An appropriately magnificent name for the king of ice-cream sundaes – almost 70 years on, my dad still hasn’t got over the fact that he was never allowed one on his annual childhood trip to the seaside. Too dear, at 2/6d, for little boys, apparently. Every time we go into Morelli’s, still going strong in all its 1950s splendour on Broadstairs seafront, he looks wistfully at the menu before ordering a coffee, yet when we finally treated him, he had to give up after two mouthfuls. Which is why you should indulge yourself now – there’s never been a better time.

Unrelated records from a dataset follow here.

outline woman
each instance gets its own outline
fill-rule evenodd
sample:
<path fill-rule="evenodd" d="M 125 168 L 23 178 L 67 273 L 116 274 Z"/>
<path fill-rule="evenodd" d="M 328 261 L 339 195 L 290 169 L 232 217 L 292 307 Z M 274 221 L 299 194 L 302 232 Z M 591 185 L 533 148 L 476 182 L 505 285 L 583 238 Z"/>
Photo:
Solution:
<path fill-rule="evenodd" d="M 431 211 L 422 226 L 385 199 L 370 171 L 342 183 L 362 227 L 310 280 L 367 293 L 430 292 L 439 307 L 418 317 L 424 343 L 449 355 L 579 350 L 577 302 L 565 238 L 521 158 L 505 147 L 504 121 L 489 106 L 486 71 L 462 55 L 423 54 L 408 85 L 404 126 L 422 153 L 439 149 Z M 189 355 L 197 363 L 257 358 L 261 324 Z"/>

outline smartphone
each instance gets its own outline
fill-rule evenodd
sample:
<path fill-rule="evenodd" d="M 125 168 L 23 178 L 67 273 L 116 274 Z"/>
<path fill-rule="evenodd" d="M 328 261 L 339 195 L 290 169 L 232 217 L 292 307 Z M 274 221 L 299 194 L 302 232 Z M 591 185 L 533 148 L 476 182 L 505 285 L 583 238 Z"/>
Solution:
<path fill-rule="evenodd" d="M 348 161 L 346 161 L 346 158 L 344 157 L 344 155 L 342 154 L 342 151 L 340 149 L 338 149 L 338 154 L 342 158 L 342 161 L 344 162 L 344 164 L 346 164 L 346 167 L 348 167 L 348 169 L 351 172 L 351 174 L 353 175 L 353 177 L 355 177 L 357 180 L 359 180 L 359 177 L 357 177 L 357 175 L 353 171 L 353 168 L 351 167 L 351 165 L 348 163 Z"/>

Oddly enough, though the knickerbocker glory is now thought of as a very British treat, it seems to have its origins in the United States, spiritual home of the sundae (where it was, according to historian Janet Clarkson, probably created as a response to strict Sabbath trading laws): the first record seems to be in a 1915 handbook for soda fountain proprietors. The name wouldn’t have seemed so wonderfully strange over there, Knickerbocker being the Dutch-American hero of Washington Irving’s 1809 A History of New York, who, in turn, lent his name to knee breeches; Clarkson suggests the link might be the socks worn below these garments, which makes sense, because the knickerbocker glory’s defining feature is its colourful layers, striped with promise.